Could Even a Low Exposure to Arsenic Affect Your Heart?

Your environmental wellness, or your exposure to toxins, is intrinsically linked to your overall wellbeing. This has already been established in countless studies, but a new one has come into the fray to add to what we already know; exposure to toxins is bad for wellness. However, this new study, published the journal Annals of Internal Medicine, points out that chronic exposure to even low levels of arsenic in your environmental can increase your risk of having a heart attack, stroke or other cardiovascular disease.


Previous research has already shown us that exposure to high levels of arsenic in your drinking water (which is defined as more than 100 micrograms per litre) is connected to a raised risk of coronary heart disease, stroke, peripheral artery disease and carotid atherosclerosis. However, this new study, undertaken by researchers at the Johns Hopkins Bloomberg School of Public Health, aimed to see how low to moderate levels of arsenic in an environment might affect heart health risks in American Indians. According to study author Dr. Ana Navas-Acien, a researcher in the department of environmental health sciences at the Johns Hopkins Bloomberg School of Public Health, ‘We didn’t know what would happen at levels that occur regularly in the United States.’


Even after the researchers adjusted their results to take into account other risk factors – such as smoking, obesity and cholesterol levels – the results of the study revealed that regular exposure to more common levels of arsenic did indeed correlate to increased risk of fatal and nonfatal cardiovascular disease. Navas-Acien commented, ‘It’s a chronic long-term health effect. We need to understand that cardiovascular disease is a very complex illness, and there are many environmental risk factors like arsenic which can contribute.’ However, while the plus point of they study is that it did find an association between relatively common levels of arsenic in drinking water and a higher risk of heart disease, it’s important to bear in mind that the researchers did not prove a cause-and-effect relationship.

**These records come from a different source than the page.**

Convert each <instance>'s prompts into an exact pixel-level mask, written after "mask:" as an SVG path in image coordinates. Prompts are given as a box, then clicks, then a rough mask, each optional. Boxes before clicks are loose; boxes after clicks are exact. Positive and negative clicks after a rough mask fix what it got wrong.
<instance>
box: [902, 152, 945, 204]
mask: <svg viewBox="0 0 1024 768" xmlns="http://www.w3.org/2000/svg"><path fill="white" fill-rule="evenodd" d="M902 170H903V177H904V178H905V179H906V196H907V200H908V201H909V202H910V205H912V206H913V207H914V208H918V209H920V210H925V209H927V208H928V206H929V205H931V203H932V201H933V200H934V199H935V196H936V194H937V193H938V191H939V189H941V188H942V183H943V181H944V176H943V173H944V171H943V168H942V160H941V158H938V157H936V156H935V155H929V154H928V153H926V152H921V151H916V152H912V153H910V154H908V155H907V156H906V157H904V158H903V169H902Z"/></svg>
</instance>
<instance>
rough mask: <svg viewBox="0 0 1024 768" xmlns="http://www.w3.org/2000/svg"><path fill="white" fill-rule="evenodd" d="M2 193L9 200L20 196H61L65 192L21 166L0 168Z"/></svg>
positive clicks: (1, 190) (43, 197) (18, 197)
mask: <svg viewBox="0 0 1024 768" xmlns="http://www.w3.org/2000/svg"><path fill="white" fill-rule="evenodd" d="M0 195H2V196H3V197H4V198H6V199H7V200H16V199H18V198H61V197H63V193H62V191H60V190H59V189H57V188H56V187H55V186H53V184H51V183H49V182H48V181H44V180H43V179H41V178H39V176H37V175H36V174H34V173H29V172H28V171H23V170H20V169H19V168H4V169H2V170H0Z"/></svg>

For the study, the researchers spent 19 years studying almost 3,600 Native American men and women living in Arizona, Oklahoma, North Dakota and South Dakota. The study began in 1989, and the researchers continued to follow the participants up until 2008. The researchers surmised that participants living in Arizona and the Dakotas were possibly the most exposed to arsenic through groundwater, as the private wells in those states often exceed the U.S. standard for arsenic in drinking water of 10 micrograms per litre. In fact, these wells sometimes contain arsenic levels as high as 50 micrograms per litre. In Oklahoma, on the other hand, the most likely source of arsenic exposure was their food, which the researchers citing rice, flour and other grains as potential sources.


Alice Lichtenstein, a distinguished professor of nutrition science and policy at Tufts University, was not involved with the study, was pleased with the findings. She noted, ‘The paper is very important. It’s an area where we need to look more carefully. It gives other research groups another variable to address.’  However, Lichtenstein, who also is the director of the cardiovascular nutrition laboratory at the university, added, ‘We don’t know what the direct effect is. What is important is that we gather more information, which I hope will be done promptly. We should not discount this. It’s very important. But I think we need a little more information.’


If you’re worried about your arsenic exposure risk, Navas-Acien recommended you have your drinking water tested. ‘In particular, people who live in small communities or have private wells should be aware of the arsenic levels in their drinking water,’ she said. ‘If you use groundwater and you don’t know the levels of arsenic in your drinking water, that can be quite dangerous.’ Lichtenstein agreed, and added, ‘The best advice we can give people is to eat food that comes from a variety of different regions, as opposed to being raised in a single location.’